Bien sûr, comme dans tous les pays frappés par le coronavirus, le traitement des affaires a été fortement ralenti : dans plusieurs tribunaux et cours d’appel de toute taille, une grande partie des contentieux civils, prud’homaux ou encore commerciaux n’a pas pu être examinée dans les délais habituels. Il a fallu du temps pour organiser les services. Pour combler ce retard, il en faudra encore, et aussi beaucoup d’inventivité et d’énergie.
En raison de son statut – cour suprême judiciaire – et de son rôle spécifique – s’assurer que l’interprétation des textes de loi est harmonisée sur l’ensemble du territoire de la République –, la situation de la Cour de cassation est différente de celle des juridictions du fond. L’urgence qui a pu présider au choix de maintenir ou non certaines activités en présentiel s’est manifestée de manière moins prégnante, d’autant que la procédure y est entièrement dématérialisée en matière civile.

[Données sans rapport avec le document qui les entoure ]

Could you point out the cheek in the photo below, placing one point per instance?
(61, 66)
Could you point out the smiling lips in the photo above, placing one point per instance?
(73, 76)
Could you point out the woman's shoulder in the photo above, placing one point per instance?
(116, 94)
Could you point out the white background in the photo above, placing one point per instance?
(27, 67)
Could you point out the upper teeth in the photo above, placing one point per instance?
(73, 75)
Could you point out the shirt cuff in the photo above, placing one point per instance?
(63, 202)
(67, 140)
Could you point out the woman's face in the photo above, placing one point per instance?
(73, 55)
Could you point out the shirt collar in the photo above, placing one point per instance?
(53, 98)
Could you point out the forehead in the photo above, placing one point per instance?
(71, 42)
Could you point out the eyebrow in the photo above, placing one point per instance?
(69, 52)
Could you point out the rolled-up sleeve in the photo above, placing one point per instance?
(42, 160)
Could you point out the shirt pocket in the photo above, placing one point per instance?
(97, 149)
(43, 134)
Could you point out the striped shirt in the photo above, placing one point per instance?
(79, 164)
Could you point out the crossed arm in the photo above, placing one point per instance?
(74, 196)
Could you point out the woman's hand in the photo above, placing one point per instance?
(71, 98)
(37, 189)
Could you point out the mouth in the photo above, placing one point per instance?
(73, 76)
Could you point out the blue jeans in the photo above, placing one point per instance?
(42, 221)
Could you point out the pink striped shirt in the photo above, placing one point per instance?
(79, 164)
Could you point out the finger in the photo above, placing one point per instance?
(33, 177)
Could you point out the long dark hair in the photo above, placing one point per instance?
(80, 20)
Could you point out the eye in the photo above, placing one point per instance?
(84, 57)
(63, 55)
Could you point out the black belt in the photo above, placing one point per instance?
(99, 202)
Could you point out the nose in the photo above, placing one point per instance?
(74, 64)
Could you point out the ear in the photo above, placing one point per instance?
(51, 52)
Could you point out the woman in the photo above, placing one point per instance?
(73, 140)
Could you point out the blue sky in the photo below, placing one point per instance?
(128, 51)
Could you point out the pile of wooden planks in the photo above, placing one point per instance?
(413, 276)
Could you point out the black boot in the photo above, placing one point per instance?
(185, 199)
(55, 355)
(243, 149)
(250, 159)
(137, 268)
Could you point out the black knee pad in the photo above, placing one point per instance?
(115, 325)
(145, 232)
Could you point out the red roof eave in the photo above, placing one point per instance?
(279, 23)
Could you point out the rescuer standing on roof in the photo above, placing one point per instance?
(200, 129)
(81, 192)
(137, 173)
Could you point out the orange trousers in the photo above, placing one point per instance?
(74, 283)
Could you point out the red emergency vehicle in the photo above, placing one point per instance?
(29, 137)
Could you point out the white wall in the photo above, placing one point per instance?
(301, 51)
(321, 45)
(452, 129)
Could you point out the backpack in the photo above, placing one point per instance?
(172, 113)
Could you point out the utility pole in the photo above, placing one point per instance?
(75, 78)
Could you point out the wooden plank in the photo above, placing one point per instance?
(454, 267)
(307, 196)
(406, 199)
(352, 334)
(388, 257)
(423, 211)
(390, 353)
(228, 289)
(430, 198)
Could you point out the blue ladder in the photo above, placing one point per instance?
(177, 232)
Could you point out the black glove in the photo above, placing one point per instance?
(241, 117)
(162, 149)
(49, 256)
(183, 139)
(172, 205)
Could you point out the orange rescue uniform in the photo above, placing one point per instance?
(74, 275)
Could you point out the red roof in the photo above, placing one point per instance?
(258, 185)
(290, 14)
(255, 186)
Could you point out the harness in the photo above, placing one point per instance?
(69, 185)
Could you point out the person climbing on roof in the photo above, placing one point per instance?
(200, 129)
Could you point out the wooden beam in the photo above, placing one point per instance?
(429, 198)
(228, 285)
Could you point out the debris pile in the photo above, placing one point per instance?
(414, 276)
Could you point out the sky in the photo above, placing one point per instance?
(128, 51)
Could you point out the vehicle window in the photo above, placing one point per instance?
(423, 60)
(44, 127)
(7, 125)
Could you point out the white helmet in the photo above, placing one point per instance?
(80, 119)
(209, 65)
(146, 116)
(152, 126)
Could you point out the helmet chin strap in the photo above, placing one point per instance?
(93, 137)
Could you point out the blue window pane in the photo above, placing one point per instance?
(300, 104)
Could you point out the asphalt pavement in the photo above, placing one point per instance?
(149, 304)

Il était cependant essentiel de maintenir les audiences de la chambre criminelle traitant de pourvois urgents mettant en jeu les libertés individuelles. En cette période, il est crucial que la Cour assure sa mission de régulation.
Ainsi, la Cour de cassation sera très prochainement amenée à examiner plusieurs questions en matière pénale comme en matière sociale liées à la crise, telles que l’allongement des durées maximales de détention provisoire, la création de sanctions pénales en cas de non-respect des mesures de confinement ou encore le respect des règles du droit du travail.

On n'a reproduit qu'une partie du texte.